Ōe's delight in becoming a Nobel laureate is animated by the fact that the decision came from Swedish citizens, not their government. The prize has validated his own position at the margins as a preserver of both the oral tradition and the unofficial version of his people's history. Further, the prize has marked the recognition of diverse voices in Japan, voices of dissent and protest, even as it also placed Ōe's work unequivocally within the corpus of world literature.

He accepted the prize, he said, not really for himself but as the representative of a group of postwar writers—Masuji Ibuse, Shōhei Ōoka, and Kōbo Abe—any one of whom might have won the Nobel Prize if he were still alive. Equally important for Ōe is the fact that he accepted the prize for Asia as well. He has long been a passionate advocate for Asian literature in general, calling attention to the plight of such dissidents as Korean poet Kim Chi Ha, whose prophetic voice has provoked violence from his own countrymen. Ōe thus departs from one traditional view of Japanese literature as a unique, isolated, and exotic entity which has not cast off, but has in fact perpetuated, a deep-rooted prejudice among Japanese against the neighboring Asian nations.

As if to confirm his own ambiguous position of being Japanese yet nurtured in world literature (Yeats, Rabelais, Sartre, Faulkner, Twain, Blake, Bakhtin, Dante, and Spinoza, to name but a few), Ōe turned to one of W. B. Yeats's poems, “Vacillation,” for the title of the second book of his in-progress trilogy, The Flaming Green Tree. The image of a tree, half of it “glittering flame” and the other half “all green,” symbolizes Ōe's mythological world with its two mutually exclusive and opposing forces (the “death” and “forest/rebirth” of Mori's name) caught in an ambiguous betwixt-and-between state.

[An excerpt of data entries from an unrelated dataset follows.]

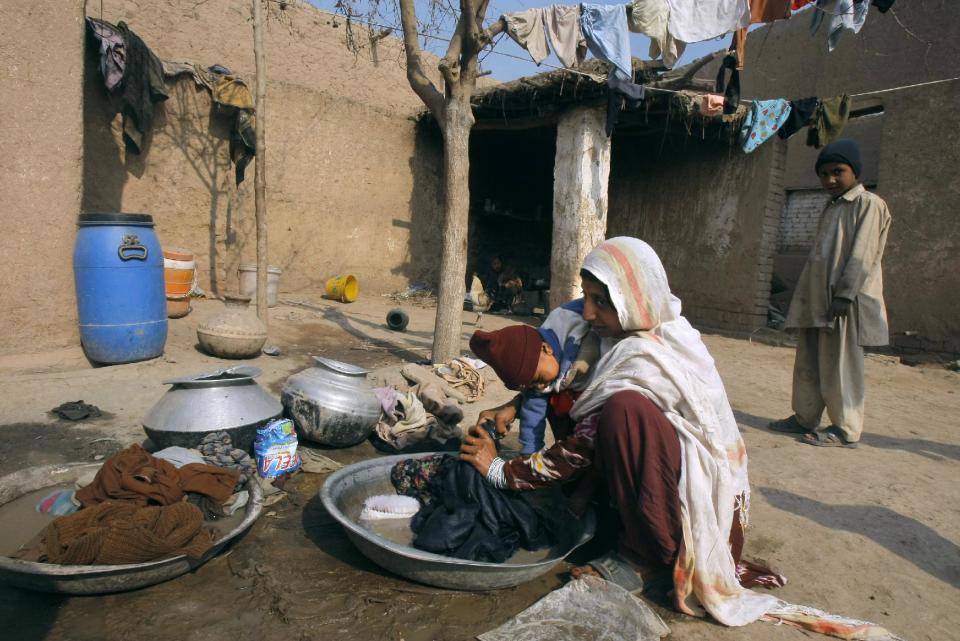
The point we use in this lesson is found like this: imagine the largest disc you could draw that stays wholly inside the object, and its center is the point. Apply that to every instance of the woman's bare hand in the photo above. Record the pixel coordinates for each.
(502, 416)
(478, 449)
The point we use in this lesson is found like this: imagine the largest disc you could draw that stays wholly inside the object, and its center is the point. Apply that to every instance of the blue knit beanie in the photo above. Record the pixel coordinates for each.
(845, 150)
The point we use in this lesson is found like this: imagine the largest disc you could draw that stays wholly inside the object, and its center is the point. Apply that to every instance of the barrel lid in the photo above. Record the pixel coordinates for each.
(112, 218)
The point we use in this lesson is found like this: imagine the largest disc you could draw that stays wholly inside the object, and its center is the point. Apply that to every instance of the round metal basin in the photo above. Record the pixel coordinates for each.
(343, 494)
(100, 579)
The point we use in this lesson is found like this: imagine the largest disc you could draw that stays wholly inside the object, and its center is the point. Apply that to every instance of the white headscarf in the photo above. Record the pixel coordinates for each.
(664, 358)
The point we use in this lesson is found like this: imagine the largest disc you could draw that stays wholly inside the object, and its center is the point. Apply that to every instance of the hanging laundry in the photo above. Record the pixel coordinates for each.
(652, 18)
(763, 120)
(801, 113)
(706, 19)
(562, 24)
(844, 14)
(470, 519)
(141, 87)
(605, 28)
(729, 88)
(526, 28)
(711, 105)
(620, 93)
(232, 95)
(112, 51)
(761, 12)
(829, 120)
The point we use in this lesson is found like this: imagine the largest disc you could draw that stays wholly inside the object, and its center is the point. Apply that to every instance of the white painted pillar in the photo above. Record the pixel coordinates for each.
(581, 173)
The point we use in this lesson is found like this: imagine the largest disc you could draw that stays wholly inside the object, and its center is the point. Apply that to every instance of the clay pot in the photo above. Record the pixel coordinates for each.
(332, 403)
(234, 333)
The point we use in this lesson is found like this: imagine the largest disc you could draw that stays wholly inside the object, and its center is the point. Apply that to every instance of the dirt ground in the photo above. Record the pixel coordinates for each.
(872, 533)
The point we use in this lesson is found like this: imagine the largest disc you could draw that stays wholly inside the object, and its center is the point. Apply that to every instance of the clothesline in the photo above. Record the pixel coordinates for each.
(853, 95)
(600, 78)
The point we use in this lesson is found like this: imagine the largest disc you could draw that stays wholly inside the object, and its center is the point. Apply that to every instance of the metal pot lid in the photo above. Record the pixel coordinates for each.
(340, 367)
(218, 377)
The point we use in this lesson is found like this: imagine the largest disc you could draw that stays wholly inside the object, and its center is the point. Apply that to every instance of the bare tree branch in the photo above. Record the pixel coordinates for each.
(419, 81)
(493, 31)
(683, 75)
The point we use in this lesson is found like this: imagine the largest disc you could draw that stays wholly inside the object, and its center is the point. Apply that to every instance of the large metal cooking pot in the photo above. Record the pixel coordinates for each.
(332, 403)
(224, 399)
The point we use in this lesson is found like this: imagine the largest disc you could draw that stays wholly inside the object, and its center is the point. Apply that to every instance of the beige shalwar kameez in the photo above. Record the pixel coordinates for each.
(844, 262)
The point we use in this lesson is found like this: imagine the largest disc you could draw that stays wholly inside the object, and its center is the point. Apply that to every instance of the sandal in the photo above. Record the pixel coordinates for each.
(830, 437)
(788, 426)
(616, 569)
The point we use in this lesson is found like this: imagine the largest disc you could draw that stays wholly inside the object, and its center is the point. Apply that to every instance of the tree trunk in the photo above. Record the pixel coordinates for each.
(457, 122)
(260, 176)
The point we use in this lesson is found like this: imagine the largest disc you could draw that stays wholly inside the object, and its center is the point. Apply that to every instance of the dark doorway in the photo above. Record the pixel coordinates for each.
(511, 201)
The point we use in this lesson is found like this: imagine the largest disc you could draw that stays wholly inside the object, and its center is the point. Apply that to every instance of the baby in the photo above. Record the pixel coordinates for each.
(549, 366)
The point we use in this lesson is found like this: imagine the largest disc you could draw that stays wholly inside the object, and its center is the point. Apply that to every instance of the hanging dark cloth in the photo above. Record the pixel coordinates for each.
(142, 86)
(730, 89)
(621, 93)
(801, 114)
(828, 120)
(233, 98)
(468, 518)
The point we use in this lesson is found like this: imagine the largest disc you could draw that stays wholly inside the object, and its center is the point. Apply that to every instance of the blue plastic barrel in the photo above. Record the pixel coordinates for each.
(121, 304)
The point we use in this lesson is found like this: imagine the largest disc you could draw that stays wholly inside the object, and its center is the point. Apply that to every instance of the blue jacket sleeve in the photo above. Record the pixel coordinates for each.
(533, 422)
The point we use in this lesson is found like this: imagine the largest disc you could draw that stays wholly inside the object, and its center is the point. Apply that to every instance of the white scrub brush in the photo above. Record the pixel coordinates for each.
(389, 506)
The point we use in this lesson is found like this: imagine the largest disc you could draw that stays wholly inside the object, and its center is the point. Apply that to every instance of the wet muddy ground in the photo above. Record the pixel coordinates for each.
(872, 533)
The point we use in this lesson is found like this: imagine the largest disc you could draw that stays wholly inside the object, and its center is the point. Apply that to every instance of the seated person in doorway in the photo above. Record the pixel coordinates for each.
(837, 306)
(550, 366)
(502, 283)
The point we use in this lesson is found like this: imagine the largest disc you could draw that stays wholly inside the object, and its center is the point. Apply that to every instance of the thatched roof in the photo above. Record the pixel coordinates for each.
(540, 99)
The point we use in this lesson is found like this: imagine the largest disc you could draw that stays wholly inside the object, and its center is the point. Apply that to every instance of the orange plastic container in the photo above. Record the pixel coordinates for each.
(179, 271)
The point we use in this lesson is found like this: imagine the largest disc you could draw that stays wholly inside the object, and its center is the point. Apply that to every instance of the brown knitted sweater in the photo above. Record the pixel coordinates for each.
(115, 532)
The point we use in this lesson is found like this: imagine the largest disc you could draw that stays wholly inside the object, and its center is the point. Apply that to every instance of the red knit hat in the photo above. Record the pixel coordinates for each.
(513, 352)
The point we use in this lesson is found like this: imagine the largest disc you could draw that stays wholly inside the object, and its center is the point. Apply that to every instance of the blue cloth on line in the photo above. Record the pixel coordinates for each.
(604, 27)
(763, 120)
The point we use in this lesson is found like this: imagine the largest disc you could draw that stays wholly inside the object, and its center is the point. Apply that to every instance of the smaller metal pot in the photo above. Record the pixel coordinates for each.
(332, 403)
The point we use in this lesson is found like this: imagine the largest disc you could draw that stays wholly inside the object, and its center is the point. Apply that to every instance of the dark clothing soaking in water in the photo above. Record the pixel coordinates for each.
(469, 519)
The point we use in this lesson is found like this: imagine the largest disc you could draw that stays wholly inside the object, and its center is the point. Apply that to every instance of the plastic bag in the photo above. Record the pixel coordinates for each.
(275, 449)
(586, 609)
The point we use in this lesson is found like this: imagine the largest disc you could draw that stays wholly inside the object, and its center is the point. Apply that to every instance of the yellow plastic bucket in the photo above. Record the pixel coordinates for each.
(343, 288)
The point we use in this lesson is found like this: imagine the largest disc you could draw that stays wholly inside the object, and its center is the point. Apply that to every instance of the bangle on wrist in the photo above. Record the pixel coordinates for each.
(495, 474)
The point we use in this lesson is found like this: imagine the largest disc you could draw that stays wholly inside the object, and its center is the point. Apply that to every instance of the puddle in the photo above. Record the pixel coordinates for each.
(30, 444)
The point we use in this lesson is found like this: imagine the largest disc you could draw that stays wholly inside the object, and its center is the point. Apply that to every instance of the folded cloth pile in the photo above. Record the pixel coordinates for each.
(135, 476)
(116, 532)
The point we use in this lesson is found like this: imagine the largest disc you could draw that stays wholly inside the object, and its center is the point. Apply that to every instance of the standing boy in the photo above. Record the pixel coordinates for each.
(837, 306)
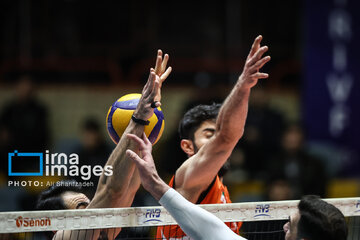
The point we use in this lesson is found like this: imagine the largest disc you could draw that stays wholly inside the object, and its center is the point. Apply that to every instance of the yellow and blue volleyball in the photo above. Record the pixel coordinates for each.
(119, 116)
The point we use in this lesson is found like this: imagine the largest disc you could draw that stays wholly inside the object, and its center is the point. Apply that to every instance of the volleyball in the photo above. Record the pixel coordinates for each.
(119, 115)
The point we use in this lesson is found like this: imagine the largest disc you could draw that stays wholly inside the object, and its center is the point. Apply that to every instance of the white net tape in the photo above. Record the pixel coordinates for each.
(32, 221)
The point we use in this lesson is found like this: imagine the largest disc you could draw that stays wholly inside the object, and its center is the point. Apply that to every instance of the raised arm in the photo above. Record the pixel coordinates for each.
(119, 189)
(196, 222)
(195, 175)
(113, 191)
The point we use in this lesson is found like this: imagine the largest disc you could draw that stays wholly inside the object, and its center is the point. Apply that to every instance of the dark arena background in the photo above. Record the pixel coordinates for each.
(63, 63)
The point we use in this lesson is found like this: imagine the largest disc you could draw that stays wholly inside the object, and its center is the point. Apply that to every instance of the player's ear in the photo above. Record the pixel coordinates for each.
(187, 146)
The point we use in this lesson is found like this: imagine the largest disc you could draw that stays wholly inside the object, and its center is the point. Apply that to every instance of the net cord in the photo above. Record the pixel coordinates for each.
(31, 221)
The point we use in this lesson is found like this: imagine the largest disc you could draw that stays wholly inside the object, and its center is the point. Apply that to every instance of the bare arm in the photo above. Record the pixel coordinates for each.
(195, 175)
(119, 189)
(195, 221)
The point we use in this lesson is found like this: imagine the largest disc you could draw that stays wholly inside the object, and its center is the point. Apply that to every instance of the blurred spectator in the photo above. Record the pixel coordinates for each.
(304, 173)
(262, 133)
(24, 120)
(23, 127)
(93, 150)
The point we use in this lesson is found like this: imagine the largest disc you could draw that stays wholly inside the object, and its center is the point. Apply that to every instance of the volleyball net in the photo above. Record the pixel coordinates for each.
(261, 220)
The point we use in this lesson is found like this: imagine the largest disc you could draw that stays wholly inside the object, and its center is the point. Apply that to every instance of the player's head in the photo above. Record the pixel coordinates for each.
(64, 194)
(316, 219)
(197, 127)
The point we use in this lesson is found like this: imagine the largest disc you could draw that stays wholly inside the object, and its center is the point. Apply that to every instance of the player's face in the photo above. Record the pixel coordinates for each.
(203, 134)
(75, 200)
(290, 228)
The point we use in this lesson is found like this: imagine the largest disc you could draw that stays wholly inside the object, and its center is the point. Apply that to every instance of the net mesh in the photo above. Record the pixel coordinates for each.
(261, 221)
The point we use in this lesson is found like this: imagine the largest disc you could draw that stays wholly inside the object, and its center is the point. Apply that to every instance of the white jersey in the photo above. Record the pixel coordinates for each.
(196, 222)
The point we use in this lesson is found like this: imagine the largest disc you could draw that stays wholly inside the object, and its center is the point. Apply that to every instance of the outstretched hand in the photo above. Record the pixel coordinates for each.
(151, 93)
(145, 165)
(254, 61)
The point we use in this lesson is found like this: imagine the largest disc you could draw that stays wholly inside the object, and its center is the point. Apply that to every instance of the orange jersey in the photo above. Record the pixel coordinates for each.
(217, 193)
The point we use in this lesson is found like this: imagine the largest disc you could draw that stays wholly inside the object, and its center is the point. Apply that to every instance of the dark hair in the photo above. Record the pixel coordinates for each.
(194, 117)
(50, 199)
(320, 220)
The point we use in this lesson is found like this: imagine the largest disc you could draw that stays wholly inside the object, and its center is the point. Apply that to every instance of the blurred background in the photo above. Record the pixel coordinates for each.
(63, 63)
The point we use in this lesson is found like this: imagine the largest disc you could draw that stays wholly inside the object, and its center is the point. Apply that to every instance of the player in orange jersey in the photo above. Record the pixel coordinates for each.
(208, 135)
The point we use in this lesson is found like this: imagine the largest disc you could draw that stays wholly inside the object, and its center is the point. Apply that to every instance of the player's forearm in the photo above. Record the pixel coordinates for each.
(155, 186)
(196, 222)
(232, 115)
(113, 188)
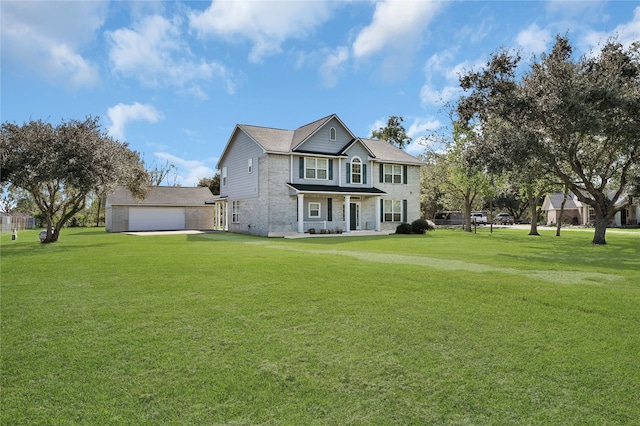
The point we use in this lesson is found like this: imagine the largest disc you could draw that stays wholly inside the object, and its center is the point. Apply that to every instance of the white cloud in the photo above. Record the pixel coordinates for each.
(534, 40)
(441, 78)
(266, 24)
(121, 114)
(418, 128)
(189, 171)
(333, 66)
(48, 38)
(155, 53)
(395, 24)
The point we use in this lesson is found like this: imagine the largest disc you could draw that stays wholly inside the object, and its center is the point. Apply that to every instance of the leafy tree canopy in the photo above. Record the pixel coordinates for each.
(394, 133)
(212, 183)
(579, 119)
(60, 165)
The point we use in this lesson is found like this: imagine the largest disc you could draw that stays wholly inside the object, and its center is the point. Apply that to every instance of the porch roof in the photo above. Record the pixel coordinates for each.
(335, 189)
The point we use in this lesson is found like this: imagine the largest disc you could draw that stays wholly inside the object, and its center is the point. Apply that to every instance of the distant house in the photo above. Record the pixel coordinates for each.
(165, 208)
(578, 213)
(319, 176)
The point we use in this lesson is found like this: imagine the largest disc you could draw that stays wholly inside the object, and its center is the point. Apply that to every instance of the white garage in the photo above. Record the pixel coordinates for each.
(165, 208)
(156, 218)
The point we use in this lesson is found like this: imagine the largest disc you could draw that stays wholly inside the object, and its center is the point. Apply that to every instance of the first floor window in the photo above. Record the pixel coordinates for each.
(392, 173)
(392, 210)
(235, 212)
(314, 210)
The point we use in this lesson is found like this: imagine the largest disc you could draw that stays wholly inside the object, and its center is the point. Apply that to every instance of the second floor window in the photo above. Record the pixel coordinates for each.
(235, 211)
(392, 173)
(316, 168)
(356, 170)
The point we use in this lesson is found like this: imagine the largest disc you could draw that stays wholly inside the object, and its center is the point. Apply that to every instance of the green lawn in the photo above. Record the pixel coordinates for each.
(447, 328)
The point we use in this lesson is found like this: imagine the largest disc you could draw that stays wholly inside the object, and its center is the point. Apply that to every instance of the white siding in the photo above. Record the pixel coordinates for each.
(241, 183)
(320, 142)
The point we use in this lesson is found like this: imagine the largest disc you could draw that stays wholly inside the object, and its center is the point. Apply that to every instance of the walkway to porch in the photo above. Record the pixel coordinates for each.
(344, 234)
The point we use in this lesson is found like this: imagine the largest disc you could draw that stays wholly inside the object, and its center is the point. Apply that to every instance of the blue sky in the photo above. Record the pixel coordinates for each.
(174, 78)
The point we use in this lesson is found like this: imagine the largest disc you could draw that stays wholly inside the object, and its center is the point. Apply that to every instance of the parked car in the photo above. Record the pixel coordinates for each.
(503, 219)
(479, 218)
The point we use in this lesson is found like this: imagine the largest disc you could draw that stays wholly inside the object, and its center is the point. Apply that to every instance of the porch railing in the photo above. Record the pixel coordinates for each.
(323, 225)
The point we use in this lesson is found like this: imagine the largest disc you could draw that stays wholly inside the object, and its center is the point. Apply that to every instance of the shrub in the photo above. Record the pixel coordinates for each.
(404, 228)
(420, 226)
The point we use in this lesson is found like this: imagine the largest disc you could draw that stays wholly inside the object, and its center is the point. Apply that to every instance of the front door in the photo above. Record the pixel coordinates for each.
(354, 216)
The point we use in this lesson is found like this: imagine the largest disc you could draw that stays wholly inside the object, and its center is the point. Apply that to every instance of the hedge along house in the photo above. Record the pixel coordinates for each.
(321, 176)
(165, 208)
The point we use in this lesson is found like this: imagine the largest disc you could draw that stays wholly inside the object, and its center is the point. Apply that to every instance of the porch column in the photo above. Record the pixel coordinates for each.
(378, 217)
(347, 213)
(301, 213)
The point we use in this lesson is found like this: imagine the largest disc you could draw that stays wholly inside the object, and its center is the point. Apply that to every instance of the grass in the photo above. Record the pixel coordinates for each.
(448, 328)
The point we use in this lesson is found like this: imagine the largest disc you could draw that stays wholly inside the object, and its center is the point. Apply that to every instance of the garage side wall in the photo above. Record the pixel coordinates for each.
(199, 218)
(118, 220)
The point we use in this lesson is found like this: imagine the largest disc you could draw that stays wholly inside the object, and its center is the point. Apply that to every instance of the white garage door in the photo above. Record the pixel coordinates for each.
(156, 218)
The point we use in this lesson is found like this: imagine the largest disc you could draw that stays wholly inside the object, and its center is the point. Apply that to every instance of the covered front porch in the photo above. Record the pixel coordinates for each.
(326, 209)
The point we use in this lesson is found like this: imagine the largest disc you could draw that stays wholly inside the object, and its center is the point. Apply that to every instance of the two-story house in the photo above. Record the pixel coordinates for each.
(275, 182)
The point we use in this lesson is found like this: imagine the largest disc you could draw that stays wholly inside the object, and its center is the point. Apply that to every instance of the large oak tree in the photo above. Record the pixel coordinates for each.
(60, 165)
(580, 117)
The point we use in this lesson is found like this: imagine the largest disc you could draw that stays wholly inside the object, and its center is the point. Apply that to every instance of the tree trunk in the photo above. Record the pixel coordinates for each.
(99, 206)
(559, 224)
(601, 229)
(534, 214)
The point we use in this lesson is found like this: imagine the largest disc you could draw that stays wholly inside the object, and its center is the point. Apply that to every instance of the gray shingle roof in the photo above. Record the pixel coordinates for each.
(280, 140)
(162, 196)
(384, 151)
(275, 140)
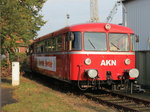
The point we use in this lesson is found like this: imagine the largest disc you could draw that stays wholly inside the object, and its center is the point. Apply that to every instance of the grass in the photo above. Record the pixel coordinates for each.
(34, 97)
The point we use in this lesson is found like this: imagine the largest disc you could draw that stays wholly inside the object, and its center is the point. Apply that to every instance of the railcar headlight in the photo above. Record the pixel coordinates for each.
(134, 73)
(92, 73)
(87, 61)
(127, 61)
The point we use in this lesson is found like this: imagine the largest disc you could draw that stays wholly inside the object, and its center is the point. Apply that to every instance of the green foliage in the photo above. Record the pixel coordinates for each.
(19, 21)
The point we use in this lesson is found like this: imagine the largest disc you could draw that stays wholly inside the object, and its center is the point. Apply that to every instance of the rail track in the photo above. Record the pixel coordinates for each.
(120, 102)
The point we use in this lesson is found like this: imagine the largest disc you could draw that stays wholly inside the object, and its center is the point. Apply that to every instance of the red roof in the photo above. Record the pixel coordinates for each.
(91, 27)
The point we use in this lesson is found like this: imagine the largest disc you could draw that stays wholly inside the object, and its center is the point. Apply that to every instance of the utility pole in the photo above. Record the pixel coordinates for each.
(94, 17)
(67, 19)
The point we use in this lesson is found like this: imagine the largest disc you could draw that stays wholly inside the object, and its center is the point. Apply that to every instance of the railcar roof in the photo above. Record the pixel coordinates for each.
(89, 27)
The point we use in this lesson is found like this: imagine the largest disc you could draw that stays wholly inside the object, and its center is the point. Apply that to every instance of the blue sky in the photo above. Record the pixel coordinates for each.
(54, 12)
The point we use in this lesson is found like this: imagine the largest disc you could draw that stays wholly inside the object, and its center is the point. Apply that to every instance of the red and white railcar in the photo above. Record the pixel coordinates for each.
(86, 54)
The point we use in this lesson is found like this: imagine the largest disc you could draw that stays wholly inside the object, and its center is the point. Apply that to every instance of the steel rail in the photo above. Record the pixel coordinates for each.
(126, 109)
(136, 100)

Here Ōe poses his ultimate question: Can a human soul really be saved? Ōe has always been an intuitive/spiritual writer, but the trilogy is the most spiritual of all his works. He has recently published the first and second volumes, Until the Savior Is Whacked on the Head, and Vacillation, and is in the process of revising the first draft of To the Great Day—whose last word, he tells us, is “Rejoice.”

In The Flaming Green Tree Ōe recycles many of the names of characters that appeared in his earlier works; sometimes the same character appears but often the same name is used with a different person. For example, the obese woman Jin and Ghee the Hermit from The Football Game of the First Year of Manen reappear as a retarded boy and a savior. Saa-chan, the hearing-impaired girl in The Pinch Runner Memorandum, is transformed into the scribe for the entire trilogy. The savior, whom Ōbaa (Great Grandma) of the village in the valley begins to call Big Brother Ghee, is actually Takashi—the name Ōe used for the younger brother of the protagonist in The Football Game, a tale of two peasant uprisings that took place in the 1860's in the valley (as reconstructed by Takashi one hundred years later). Also, Big Brother Ghee reappears as a central figure in To the Nostalgic Year: A Letter.

The cumulative effect upon the reader of the recycled names and events is a kind of nostalgia (natsukashisa). It is as if we relive every episode, every experience we have encountered previously, but with a fresh perspective, with a new state of mind, with a new knowledge of reality, the world, and the universe. Such a return home, to one's birthplace, has been inseparable from the healing process of Ōe's soul, and it has evolved in tandem with the personal life of Hikari, who has found his independence and his sense of self in music and composition. The trilogy is both a requiem for the “little boy lost” and a celebration of Hikari's independence. Ōe has recently said, “As I finish the trilogy, I feel my son's presence receding further and further away from me. That is one of the reasons I've decided this would be my last novel.” The young father who was resolved to save the helpless infant has gradually grown into the realization that it was he who needed his son for salvation. Ōe has now let him go and thus has freed his own soul.